Barry, who leads the group's eco and ethical programme Plan A, took to LinkedIn to announce his resignation, stating he will leave M&S at the end of June "after 19 fabulous years".

"Have loved every day working for a very special business and with an exceptional group of people stretching every sinew to deliver for customers, communities and planet alike," he wrote. "We have not got every part of the journey right but we've all achieved a lot together, learnt loads and shared with so many other good stakeholders the challenges and possibilities of sustainable change."

He added a "long-planned succession" will now see head of sustainable business Carmel McQuaid take the Plan A helm. 

In a statement, an M&S spokesperson said: "As we transform M&S, our commitment to doing business in the right way for our planet and communities remains at the heart of what we stand for. We'd like to thank Mike for his drive and leadership of our sustainability journey over the last decade and for the significant contribution he's made to the wider industry.

"We're delighted that Carmel McQuaid will now continue this work with a focus on how we integrate sustainability into each area of M&S as we build a family of accountable businesses."

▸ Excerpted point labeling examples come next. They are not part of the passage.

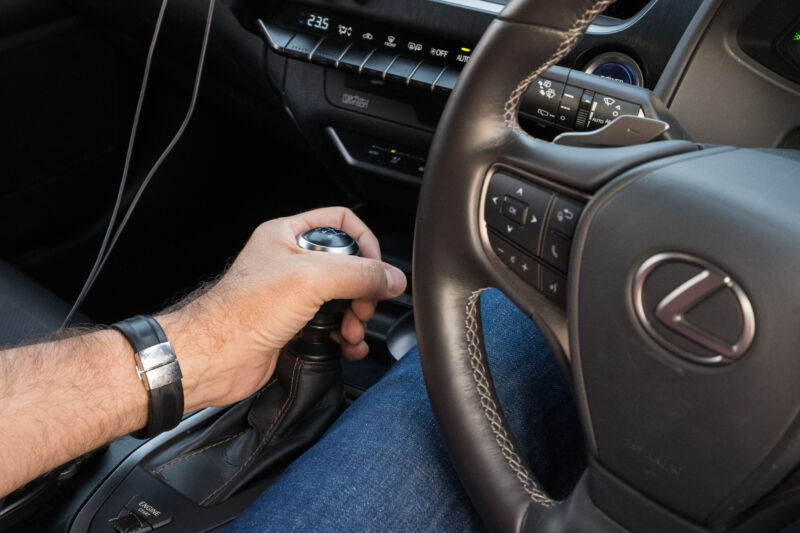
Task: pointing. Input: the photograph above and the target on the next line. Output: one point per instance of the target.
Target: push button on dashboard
(328, 52)
(446, 81)
(302, 45)
(425, 75)
(352, 60)
(401, 69)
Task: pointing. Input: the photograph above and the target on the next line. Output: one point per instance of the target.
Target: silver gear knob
(328, 240)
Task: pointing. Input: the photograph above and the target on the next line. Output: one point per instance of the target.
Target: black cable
(106, 248)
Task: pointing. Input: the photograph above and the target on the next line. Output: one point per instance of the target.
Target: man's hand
(61, 399)
(228, 339)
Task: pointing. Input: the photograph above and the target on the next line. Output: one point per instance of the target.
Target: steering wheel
(680, 322)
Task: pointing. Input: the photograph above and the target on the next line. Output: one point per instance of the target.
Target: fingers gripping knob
(328, 240)
(332, 241)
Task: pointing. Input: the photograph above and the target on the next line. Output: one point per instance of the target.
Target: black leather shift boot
(259, 434)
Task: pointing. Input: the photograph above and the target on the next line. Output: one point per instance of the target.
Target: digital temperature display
(318, 22)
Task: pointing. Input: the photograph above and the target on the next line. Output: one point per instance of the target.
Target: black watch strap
(158, 368)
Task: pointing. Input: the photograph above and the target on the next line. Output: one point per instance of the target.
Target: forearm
(61, 399)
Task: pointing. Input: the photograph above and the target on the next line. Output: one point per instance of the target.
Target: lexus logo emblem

Barry was promoted to director of sustainable business (Plan A) in October 2013 after serving as head of sustainable business at M&S for just shy of eight and a half years.

He recently represented M&S during the 'Sustainability of the Fashion Industry' inquiry, noting the importance of third-party auditors to ensure responsible practices at its UK factories.

Last year, M&S said more than three-quarters of its cotton is now procured from sustainable sources, putting the UK fashion, homeware and food retailer on track to meet its commitment to hit 100% this year.

In its 2018 Plan A report, published almost a year ago to the date, M&S said it uses around 50,000 tonnes of cotton annually, most of which is sourced through the Better Cotton Initiative (BCI).

M&S launched Plan A 2025 in June 2017 as it realised its 2020 commitments were reaching their conclusion. The retailer said at the time its activities needed "more ambition, a faster pace and greater scale."